Wednesday, August 06, 2008

AU Recruiting Top Lawyers Over Sudan War Crimes Probe

KHARTOUM 5 August 2008 Sapa-AFP

AU RECRUITING TOP LAWYERS OVER SUDAN WAR CRIMES PROBE

The African Union said it is drawing up a list of top lawyers to probe the situation in Sudan after the International Criminal Court prosecutor accused President Omar al-Beshir of genocide in Darfur.

"We have decided to create a panel of eminent lawyers which would come to work in Sudan. This has been fully accepted by Sudan," AU commission chairman Jean Ping told AFP in an interview on Monday.

Ping has warned that a request from the ICC prosecutor to arrest Beshir for alleged genocide, war crimes and crimes against humanity over the conflict in Darfur had thrown "more oil in the fire."

On July 21, the African Union called on the UN Security Council to delay a decision by the ICC on whether to indict Beshir and urged the Sudanese government to investigate human rights violations in Darfur without delay.

The Rome Statute allows the 15-member body to defer any ICC
investigation or prosecution by a renewable period of 12 months.

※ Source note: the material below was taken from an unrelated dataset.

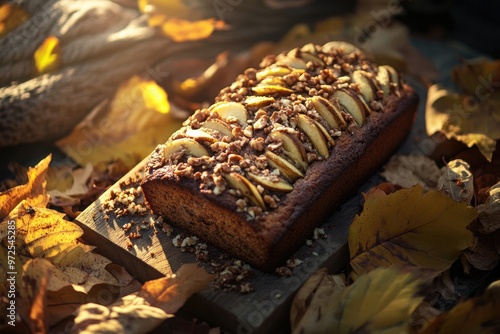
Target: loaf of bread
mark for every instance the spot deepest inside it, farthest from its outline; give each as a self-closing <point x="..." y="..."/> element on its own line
<point x="280" y="150"/>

Ping said a team of "respected Africans" would come to Sudan "as soon as possible... to examine the situation, investigate themselves.

He said the lawyers would conduct a similar investigation to that of The Hague-based court in order to show "what the ICC did or did not do."

"We are going ourselves to investigate and work closely with the Sudanese government," he said. "Some of them may come from Africa, some of them may come from universities in England, in America, everywhere.

AU officials said the team would number seven to 10.

Last Saturday, Ugandan President Yoweri Museveni, who took power through a military coup three years before Beshir seized power in 1989, said the AU should itself probe war crimes allegations against the Sudanese ruler.

On July 14, ICC prosecutor Luis Moreno-Ocampo accused Beshir of ordering his forces to annihilate three non-Arab groups in Darfur, masterminding murder, torture, pillaging and using rape to commit genocide.

If approved, the ICC indictment would be the first issued by the ICC against a sitting head of state.

Despite past promises, credible trials in Sudan for alleged rights abuses in Darfur - which would see the ICC drop its charges-have failed to emerge.

According to the United Nations, up to 300,000 people have died and more than 2.2 million have fled their homes since ethnic minority rebels first rose up against the Arab-dominated regime in Khartoum in February 2003. Sudan says 10,000 have been killed.

Far from the angry reprisals that some predicted against UN
peacekeepers in Darfur or mass demonstrations, Sudan has been pressing ahead with a diplomatic campaign, harnessing chiefly Arab and African support, to freeze possible proceedings.

In renewing the joint AU-UN Darfur peacekeeping force's mandate last week, the Security Council noted concern that any indictment of Beshir might jeopardise peace efforts.